Tuttavia, alcuni trasportatori hanno preferito pagare – in un primo momento, solo alcune, in seguito, anche altre – un “pedaggio” ai ribelli per assicurarsi il passaggio sicuro delle proprie navi. Sempre secondo Transport Intelligence, questa compravendita di ‘salvacondotti’ avrebbe fruttato agli Houthi all’incirca 2 miliardi di dollari finora, su per giù 180 milioni di dollari al mese.

Il controllo dello stretto di Bab-el-Mandeb ha dunque fornito agli Houthi una fonte di finanziamento significativa che ha contribuito a sostenere le loro operazioni militari e a rafforzare la loro influenza nella regione. 

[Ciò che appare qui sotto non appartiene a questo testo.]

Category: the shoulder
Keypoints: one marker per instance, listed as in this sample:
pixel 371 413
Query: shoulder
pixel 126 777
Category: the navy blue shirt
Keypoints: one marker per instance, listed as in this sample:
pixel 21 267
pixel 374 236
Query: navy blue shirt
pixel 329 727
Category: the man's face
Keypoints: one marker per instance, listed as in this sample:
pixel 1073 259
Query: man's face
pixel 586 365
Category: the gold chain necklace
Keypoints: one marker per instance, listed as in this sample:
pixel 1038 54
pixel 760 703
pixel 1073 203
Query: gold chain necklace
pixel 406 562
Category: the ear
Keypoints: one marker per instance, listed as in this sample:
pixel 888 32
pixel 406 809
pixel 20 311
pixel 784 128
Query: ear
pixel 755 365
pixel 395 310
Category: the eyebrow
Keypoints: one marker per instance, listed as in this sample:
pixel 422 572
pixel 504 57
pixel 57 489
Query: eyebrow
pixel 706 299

La capacità di imporre pagamenti ai trasportatori ha permesso loro di accumulare risorse finanziarie considerevoli, consolidando ulteriormente un potere che, considerata la posizione sul filo di Teheran, loro prima finanziatrice, ma a rischio di un rovescio qualora dovesse esporsi ad un contrasto ‘a caldo’ con Israele e gli Stati Uniti, sta permettendo agli Yemeniti di garantirsi la sopravvivenza in modo autonomo.

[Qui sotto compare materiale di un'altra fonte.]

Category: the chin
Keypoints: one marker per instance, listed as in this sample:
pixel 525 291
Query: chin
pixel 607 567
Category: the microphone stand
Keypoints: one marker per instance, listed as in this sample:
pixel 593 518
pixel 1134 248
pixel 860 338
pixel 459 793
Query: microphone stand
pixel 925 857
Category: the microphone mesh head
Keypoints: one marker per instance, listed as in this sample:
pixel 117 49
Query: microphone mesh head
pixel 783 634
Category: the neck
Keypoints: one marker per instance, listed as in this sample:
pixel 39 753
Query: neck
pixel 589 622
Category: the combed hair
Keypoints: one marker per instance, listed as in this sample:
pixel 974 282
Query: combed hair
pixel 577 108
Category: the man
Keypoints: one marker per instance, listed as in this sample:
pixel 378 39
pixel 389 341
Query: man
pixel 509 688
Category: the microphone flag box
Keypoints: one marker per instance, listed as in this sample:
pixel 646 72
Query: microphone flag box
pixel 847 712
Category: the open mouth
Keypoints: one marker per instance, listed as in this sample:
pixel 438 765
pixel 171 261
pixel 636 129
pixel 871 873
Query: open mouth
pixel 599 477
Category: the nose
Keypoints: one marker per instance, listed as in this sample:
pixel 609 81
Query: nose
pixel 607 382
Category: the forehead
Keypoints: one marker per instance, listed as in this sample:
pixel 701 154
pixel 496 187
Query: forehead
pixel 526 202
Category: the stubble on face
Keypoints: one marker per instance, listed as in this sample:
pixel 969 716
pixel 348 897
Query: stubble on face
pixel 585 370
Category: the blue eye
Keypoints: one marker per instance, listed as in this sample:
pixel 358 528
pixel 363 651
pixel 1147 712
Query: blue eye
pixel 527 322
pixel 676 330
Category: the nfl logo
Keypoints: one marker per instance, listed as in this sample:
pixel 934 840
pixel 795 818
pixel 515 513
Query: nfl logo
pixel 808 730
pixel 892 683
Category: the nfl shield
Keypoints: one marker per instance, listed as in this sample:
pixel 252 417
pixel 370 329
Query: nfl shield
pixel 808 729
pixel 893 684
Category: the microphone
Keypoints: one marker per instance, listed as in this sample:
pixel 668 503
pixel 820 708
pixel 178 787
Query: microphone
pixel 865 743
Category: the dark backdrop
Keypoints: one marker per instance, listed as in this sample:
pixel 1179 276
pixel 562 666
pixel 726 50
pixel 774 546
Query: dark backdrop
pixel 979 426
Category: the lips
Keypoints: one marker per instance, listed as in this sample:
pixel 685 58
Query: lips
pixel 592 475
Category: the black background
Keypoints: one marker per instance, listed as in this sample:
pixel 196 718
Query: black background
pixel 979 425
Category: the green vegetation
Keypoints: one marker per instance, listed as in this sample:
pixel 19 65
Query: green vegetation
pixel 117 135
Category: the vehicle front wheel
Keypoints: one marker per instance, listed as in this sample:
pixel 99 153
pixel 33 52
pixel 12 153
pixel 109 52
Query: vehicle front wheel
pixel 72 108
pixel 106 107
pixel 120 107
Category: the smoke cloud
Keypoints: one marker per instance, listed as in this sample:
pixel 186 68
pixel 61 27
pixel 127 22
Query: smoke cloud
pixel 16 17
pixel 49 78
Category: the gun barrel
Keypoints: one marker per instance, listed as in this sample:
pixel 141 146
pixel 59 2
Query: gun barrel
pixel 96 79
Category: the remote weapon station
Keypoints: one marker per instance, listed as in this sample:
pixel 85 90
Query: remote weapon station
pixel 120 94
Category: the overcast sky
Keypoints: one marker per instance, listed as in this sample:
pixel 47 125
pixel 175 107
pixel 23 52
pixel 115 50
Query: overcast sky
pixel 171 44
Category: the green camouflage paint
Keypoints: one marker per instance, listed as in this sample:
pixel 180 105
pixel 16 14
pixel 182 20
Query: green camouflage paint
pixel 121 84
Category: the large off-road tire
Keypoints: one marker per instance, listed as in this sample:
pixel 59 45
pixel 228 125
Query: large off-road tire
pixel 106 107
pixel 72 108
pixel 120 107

Le conseguenze per il mercato delle compagnie di navigazione

La crisi del Mar Rosso ha avuto anche altre conseguenze significative sul mercato della navigazione mercantile, in particolare dedita al trasporto container.

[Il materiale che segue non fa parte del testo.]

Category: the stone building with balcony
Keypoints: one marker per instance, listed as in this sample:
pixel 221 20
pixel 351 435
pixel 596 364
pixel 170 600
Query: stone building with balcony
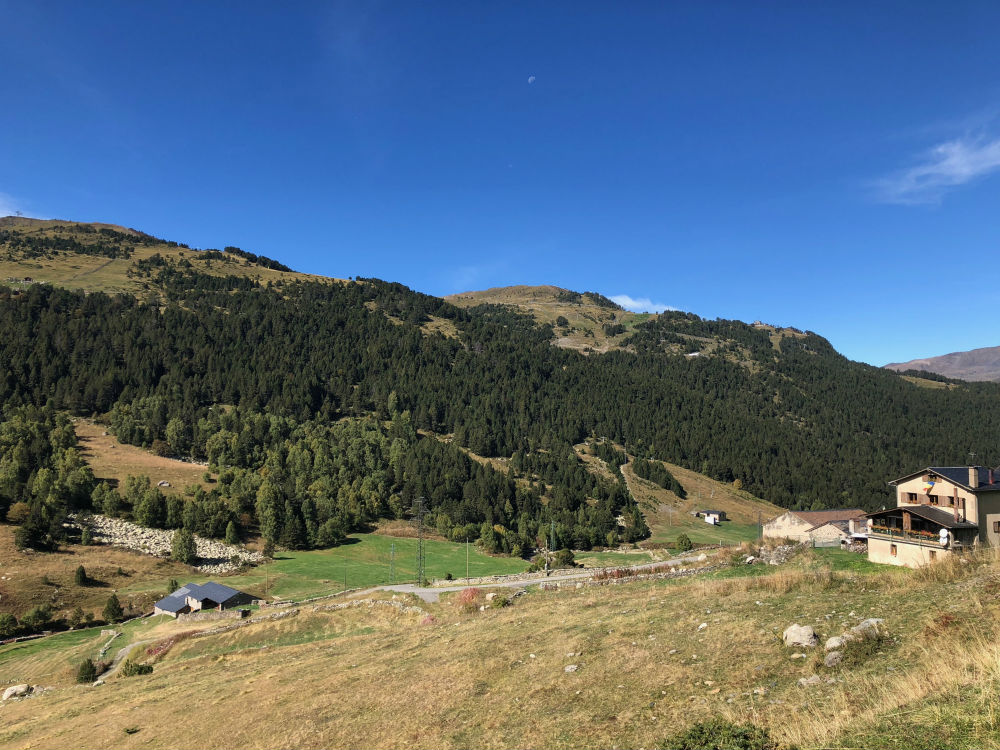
pixel 940 510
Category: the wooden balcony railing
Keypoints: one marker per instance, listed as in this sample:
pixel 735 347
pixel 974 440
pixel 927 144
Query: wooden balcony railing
pixel 924 537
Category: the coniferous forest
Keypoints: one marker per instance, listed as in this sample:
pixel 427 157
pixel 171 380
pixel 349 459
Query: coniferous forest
pixel 322 406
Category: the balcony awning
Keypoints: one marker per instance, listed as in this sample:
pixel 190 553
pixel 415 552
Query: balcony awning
pixel 928 513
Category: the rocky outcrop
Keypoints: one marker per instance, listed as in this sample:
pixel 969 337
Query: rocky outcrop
pixel 214 557
pixel 16 691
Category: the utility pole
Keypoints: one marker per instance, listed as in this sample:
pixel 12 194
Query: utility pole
pixel 419 510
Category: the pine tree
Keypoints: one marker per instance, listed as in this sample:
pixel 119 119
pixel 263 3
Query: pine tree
pixel 87 671
pixel 113 611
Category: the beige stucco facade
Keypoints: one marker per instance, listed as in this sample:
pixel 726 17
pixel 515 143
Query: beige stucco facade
pixel 827 535
pixel 787 526
pixel 982 508
pixel 945 496
pixel 903 553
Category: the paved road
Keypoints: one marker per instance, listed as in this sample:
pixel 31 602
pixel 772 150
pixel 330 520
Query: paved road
pixel 432 593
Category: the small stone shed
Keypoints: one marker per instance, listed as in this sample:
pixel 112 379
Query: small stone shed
pixel 193 597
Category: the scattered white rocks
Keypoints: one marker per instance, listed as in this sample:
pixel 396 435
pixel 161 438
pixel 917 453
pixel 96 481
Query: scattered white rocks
pixel 833 659
pixel 800 635
pixel 16 691
pixel 837 642
pixel 213 556
pixel 867 628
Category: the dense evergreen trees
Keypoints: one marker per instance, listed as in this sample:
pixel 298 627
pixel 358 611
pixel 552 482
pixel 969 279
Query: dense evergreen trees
pixel 310 400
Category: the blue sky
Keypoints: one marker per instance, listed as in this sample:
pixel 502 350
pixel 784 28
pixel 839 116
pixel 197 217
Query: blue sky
pixel 831 166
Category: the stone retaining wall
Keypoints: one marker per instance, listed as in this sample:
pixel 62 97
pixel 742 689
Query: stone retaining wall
pixel 408 609
pixel 243 623
pixel 212 614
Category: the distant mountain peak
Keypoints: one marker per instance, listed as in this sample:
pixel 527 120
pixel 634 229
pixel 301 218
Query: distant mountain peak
pixel 976 364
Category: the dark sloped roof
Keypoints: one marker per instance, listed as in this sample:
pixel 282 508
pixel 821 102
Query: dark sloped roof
pixel 929 513
pixel 211 590
pixel 215 592
pixel 959 475
pixel 171 603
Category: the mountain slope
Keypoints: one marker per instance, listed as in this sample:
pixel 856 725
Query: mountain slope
pixel 257 377
pixel 109 258
pixel 975 365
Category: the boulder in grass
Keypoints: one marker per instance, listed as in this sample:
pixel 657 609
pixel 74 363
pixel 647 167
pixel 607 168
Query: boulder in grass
pixel 800 635
pixel 16 691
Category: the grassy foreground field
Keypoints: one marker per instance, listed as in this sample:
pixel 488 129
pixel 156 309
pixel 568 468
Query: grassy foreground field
pixel 651 658
pixel 367 560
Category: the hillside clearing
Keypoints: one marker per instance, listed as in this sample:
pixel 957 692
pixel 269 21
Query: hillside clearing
pixel 113 461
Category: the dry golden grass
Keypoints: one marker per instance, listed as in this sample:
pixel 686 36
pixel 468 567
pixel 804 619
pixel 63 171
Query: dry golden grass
pixel 114 461
pixel 585 331
pixel 101 274
pixel 23 577
pixel 495 679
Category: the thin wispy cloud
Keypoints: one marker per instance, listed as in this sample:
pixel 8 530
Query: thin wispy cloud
pixel 640 304
pixel 944 167
pixel 8 206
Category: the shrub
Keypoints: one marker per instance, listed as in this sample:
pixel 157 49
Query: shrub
pixel 18 512
pixel 719 734
pixel 8 625
pixel 37 618
pixel 87 672
pixel 564 559
pixel 182 548
pixel 132 668
pixel 113 611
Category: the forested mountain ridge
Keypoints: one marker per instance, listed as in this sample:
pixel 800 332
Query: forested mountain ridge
pixel 308 397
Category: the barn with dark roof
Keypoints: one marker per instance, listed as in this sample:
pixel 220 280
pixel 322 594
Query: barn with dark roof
pixel 193 597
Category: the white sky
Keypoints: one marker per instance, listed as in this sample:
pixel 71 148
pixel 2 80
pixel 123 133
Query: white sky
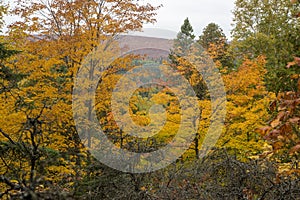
pixel 199 12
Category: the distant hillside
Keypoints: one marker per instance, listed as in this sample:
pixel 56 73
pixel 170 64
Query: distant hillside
pixel 155 48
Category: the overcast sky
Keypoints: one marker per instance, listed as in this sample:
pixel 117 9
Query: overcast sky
pixel 199 12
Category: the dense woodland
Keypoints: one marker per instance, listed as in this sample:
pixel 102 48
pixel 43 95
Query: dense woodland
pixel 43 157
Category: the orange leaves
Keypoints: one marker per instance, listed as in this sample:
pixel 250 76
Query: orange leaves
pixel 284 127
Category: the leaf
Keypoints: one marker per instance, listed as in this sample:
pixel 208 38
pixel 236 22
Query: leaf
pixel 295 149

La disponibilità di capacità da parte delle compagnie di navigazione è la principale interessata, in quanto, per sopperire agli accresciuti tempi di navigazione sulle nuove rotte Asia-Europa, che mantengono impegnati più a lungo i container imbarcati, si è evidenziata la necessità di immettere più capacità sul mercato per soddisfare la domanda.

Paradossalmente, questo ha portato a una carenza di tonnellaggio nel settore, malgrado il 2024 sia un anno record non solo per il minimo storico di vacanza della flotta mondiale, ma anche per la capacità relativa a nuove navi consegnate. Non a caso, la crescita della capacità di trasporto marittimo globale è aumentata del 4,9% nel terzo trimestre, con la flotta che ha mostrato un minimo livello di inattività, secondo Transport Intelligence. 

Se non altro, a questa situazione di parità fra domanda e offerta ha portato ad una sorta di equilibrio nel mercato, mantenendo le tariffe relativamente stabili nei trimestri successivi allo scoppio della crisi.

Chi esce sconfitto dalla crisi del Mar Rosso?

Naturalmente, osservare che nessuno esca ‘sconfitto’ da una situazione che circa un anno tiene in ostaggio un intero braccio di mare, provocando danni ai vascelli mercantili a suon di missili balistici e sequestri di equipaggi è paradossale.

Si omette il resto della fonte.